I know that honoring robots.txt
is strictly voluntary, but I at least want to signal that I do not consent to having my work crawled by commercial robots.
I do, however, want to explicitly include useful bots or bots used by search engines that are at least somewhat friendly to the personal web.
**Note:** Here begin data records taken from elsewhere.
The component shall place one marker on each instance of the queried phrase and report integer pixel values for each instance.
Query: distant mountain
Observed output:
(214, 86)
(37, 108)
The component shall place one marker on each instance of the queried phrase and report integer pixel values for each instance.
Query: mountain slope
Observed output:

This is what I’ve got so far.
# My website is for people, not robots.
# These crawlers are either non-commercial
# or too small to dictate terms to indie website operators
User-agent: ia_archiver
Disallow:
User-Agent: search.marginalia.nu
Disallow:
User-agent: duckduckbot
Disallow:
User-agent: MojeekBot
Disallow:
User-agent: WibyBot
Disallow:
# AI crawlers deserve nothing.
User-agent: AdsBot-Google
Disallow: /
User-agent: Amazonbot
Disallow: /
User-agent: anthropic-ai
Disallow: /
User-agent: AwarioRssBot
Disallow: /
User-agent: AwarioSmartBot
Disallow: /
User-agent: Bytespider
Disallow: /
User-agent: CCBot
Disallow: /
User-agent: ChatGPT-User
Disallow: /
User-agent: ClaudeBot
Disallow: /
User-agent: Claude-Web
Disallow: /
User-agent: cohere-ai
Disallow: /
User-agent: DataForSeoBot
Disallow: /
User-agent: FacebookBot
Disallow: /
User-agent: Google-Extended
Disallow: /
User-agent: GPTBot
Disallow: /
User-agent: ImagesiftBot
Disallow: /
User-agent: magpie-crawler
Disallow: /
User-agent: omgili
Disallow: /
User-agent: omgilibot
Disallow: /
User-agent: peer39_crawler
Disallow: /
User-agent: peer39_crawler/1.0
Disallow: /
User-agent: PerplexityBot
Disallow: /
User-agent: YouBot
Disallow: /
# a reasonable compromise for everybody else.
User-agent: *
Disallow: /feeds/
Disallow: /blog/
Disallow: /fiction/
Disallow: /media/
Disallow: /assets/
Disallow: /downloads/
Disallow: /bookmarks/
# an XML sitemap is available for legitimate crawlers
Sitemap: https://starbreaker.org/sitemap.xml
Can anybody suggest other ethical crawlers that I should be including?
(edit 0: updated sample robots.txt
based on discussion with @BradE.)
(edit 1: updated sample robots.txt
based on further discussion and a desire to block AI scrapers entirely while not shutting out all commercial search engines.)